I have no problem with Skater XL’s solitary game mode. The entire package costs $40, after all, rather than $60. The frequent slowdown on my base PS4 was a little harder to excuse, though. The issue is particularly prevalent during challenges, when the computer presents a ghostly silhouette alongside your own skateboarder. A quick glance on Reddit reveals that other players, including those with a PS4 Pro, are experiencing similar frame rate dips.
The character customization options aren’t perfect, either. Easy Day Studios has managed to get a handful of real-world brands involved with Skater XL including Almost, Blind, DC, Emerica, Flip, Lakai, New Balance, Spitfire and Independent. Still, I wish a few more companies were featured in the game, including my beloved Chocolate and footwear behemoths Nike, Adidas and Converse. You can pick a female skater but the hair and clothing options are even more limited. I was also a bit miffed that you can’t change your character’s height or experiment with glasses, tattoos and facial hair.
The game’s soundtrack, however, is on point. I distinctly remember the first time I booted up EA’s Skate and glided down a hill while Band of Horses’ The Funeral played in the background. It felt like a perfect fit for the game’s chilled-out tone, especially compared to the more aggressive rock and hip hop that featured in the classic Tony Hawk games. Skater XL emulates the Skate series with a similarly breezy soundtrack that includes Modest Mouse, Interpol and Silversun Pickups. There’s even a song by Band of Horses, which I doubt is coincidental. It’s not the longest tracklist, though, so you’ll probably want to put on your own tunes after a while.
I’m enjoying my time with Skater XL, and plan to spend many more lazy afternoons experimenting with its brilliant control scheme. But it feels like the foundation for a much larger game. One that has a huge open world to explore, story-driven missions and even more character customization options. Maybe East Day Studios will eventually add those things. If it doesn’t, I’m hopeful that the Skater XL community will pick up the slack. There’s already a bunch of mods for the PC version that change the game’s physics, add custom maps and even online multiplayer.

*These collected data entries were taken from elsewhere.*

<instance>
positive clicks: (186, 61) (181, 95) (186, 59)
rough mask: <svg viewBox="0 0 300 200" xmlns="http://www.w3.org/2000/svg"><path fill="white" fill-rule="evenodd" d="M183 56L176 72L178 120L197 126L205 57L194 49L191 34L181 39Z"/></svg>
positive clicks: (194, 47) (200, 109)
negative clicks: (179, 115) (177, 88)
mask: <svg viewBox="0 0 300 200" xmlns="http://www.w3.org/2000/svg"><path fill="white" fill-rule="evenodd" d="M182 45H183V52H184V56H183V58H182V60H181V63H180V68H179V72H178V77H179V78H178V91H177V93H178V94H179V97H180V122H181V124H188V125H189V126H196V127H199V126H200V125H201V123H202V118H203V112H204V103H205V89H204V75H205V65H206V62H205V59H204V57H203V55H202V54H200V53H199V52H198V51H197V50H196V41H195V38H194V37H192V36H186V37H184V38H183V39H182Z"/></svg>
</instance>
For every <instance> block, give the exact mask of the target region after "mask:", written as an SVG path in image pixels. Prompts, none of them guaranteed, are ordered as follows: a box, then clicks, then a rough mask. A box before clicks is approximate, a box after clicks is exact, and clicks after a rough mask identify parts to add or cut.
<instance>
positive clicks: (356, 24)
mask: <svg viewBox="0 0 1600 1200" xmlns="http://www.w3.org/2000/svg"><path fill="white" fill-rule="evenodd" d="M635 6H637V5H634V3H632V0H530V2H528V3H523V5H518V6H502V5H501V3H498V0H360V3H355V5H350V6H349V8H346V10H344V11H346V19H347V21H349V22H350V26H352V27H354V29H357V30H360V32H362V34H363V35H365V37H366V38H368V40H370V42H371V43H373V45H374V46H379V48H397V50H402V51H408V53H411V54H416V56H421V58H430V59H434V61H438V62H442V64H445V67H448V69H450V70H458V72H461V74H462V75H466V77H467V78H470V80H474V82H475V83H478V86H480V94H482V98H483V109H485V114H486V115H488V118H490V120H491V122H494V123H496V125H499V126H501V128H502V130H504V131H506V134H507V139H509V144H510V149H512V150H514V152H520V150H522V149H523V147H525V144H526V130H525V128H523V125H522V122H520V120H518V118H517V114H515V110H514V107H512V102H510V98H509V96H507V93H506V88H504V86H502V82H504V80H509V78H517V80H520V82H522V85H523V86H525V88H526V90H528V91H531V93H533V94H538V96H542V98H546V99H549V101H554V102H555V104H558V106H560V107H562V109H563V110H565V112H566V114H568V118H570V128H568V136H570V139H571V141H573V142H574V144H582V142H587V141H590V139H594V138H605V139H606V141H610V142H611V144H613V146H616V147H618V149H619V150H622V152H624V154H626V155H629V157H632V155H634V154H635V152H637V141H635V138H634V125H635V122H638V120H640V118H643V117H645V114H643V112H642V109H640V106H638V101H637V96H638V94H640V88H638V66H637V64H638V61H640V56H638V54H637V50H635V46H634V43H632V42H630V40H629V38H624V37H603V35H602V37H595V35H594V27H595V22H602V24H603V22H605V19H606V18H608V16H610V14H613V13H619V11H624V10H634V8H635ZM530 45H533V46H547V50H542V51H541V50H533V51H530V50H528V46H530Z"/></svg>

East Day Studios hasn’t said if mod support will be coming to the console versions of Skater XL. (Something tells me Sony wouldn’t be keen on the idea.) Regardless, the game will tide me over while I wait for Skate 4 and other indie-made efforts to grace the PS4. If you own an Xbox One or PC, you can already check out Session, another game with a Skate-inspired control scheme. (I’m not jealous at all.) Skate Story, a game with Rez-like visuals, and SkateBird, a hilarious title about Tech Deck-riding warblers, are also in production for various platforms. It’s taken a while, but good skateboarding games are finally upon us. Now I can stop pretending that I’m ever going to step outside and start real-world skateboarding again.